Primary season is upon us — Here’s what you need to know
It’s already February, and you know what that means, right?! We’re not talking about Valentine’s Day, we’re talking about how early voting for this year’s March 5 primary election is now just two weeks away – and absentee voting by mail has been underway since Jan. 19.
The in-person early voting period runs from Feb. 15 to March 2 and there are primaries for both the Democratic and Republican parties. Unaffiliated voters may choose the ballot of any one party that has a primary (Democratic, Libertarian or Republican) or a nonpartisan ballot, if available in their jurisdiction, according to the North Carolina State Board of Elections (NCSBE).
For those who didn’t vote in November’s municipal elections, the primary will be different than the last time you voted because you will now be required to have an acceptable form of identification to vote. If you don’t have one, you will need to fill out an ID Exception Form or vote with a provisional ballot and later return with your ID.
“We encourage all eligible primary voters to plan how, when, and where you will cast your ballot, and to make sure you have an acceptable form of photo ID for voting,” said Karen Brinson Bell, executive director of NCSBE. “If you need photo identification, you can get a photo ID for free from your county board of elections office or your local DMV.”
If you aren’t registered to vote, the deadline to do so is 5 p.m. on Feb. 9. Don’t despair, though – you can still register after the deadline but there’s a catch.
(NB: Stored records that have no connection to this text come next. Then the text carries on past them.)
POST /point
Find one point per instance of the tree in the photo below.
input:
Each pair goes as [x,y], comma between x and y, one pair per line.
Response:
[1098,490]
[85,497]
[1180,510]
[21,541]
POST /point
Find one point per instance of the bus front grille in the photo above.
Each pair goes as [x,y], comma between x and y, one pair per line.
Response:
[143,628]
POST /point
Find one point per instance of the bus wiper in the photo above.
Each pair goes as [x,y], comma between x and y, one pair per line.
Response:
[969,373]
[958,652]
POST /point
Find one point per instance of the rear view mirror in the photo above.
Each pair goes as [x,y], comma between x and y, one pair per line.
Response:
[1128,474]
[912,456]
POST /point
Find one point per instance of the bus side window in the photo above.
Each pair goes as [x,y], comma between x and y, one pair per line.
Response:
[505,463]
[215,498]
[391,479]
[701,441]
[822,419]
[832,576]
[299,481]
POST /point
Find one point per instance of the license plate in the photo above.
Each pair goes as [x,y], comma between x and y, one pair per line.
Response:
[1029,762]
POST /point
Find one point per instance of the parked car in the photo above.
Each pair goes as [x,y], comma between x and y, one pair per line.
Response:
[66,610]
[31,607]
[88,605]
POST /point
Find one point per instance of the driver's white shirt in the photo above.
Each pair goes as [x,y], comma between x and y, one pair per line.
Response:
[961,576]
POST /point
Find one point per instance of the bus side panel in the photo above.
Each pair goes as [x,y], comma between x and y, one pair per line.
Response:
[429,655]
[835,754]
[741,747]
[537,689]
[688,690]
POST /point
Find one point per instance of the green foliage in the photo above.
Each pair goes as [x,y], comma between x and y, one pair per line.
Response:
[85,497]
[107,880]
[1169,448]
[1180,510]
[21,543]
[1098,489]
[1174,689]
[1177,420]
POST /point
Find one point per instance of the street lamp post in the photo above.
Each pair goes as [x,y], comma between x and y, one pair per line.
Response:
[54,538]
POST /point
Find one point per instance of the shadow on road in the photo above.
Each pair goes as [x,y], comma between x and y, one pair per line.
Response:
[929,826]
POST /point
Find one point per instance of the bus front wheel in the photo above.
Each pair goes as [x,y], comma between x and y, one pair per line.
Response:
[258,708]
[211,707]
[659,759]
If you don’t register by the deadline, you can head to a one-stop early voting location and take advantage of same-day registration through March 2. If that sounds confusing, that’s the point – and you can thank the NCGOP for that.
Voters will be choosing their top candidates for nearly two dozen positions, including:
- U.S. President
- U.S. House of Representatives
- Lieutenant Governor
- Secretary of State
- State Auditor
- State Treasurer
- Superintendent of Public Instruction
- Attorney General
- State Senator
- State Representative
- N.C. Supreme Court Justice
- N.C. Court of Appeals Judge
- Superior Court Judge
- District Court Judge
- District Attorney
The voting laws and maps in North Carolina have been the subject of much debate – because they’re racist and un-democratic – and also the subject of numerous lawsuits.
Since October 2023, there have been at least eight lawsuits filed in opposition to the NCGOP’s election laws and gerrymandered maps, including one filed on Wednesday by 11 plaintiffs including former president of the UNC System Tom Ross and former N.C. Sen. Allen Wellons (D-Johnston). One of the attorneys for the plaintiffs is former Republican NC Supreme Court Justice Bob Orr.
There is an important distinction between this latest lawsuit and the other seven that were filed – this lawsuit was filed in Wake County Superior Court. According to Orr, the legal challenge is one of “first impression” and is unlike the previous partisan gerrymandering cases.
“Those cases dealt with the maps in their totality, in the aggregate, and were based really on a proportionality argument as to whether one party or the other should get a specific number of seats,” said Orr. “Our case is not about the political parties. It’s about individual voters.”
The lawsuit alleges Republican lawmakers filled three new Congressional districts and two state legislative districts with right-leaning voters to ensure favorable political outcomes this year.
“Stuffing districts with favorable voters to your side violates that right,” Orr said.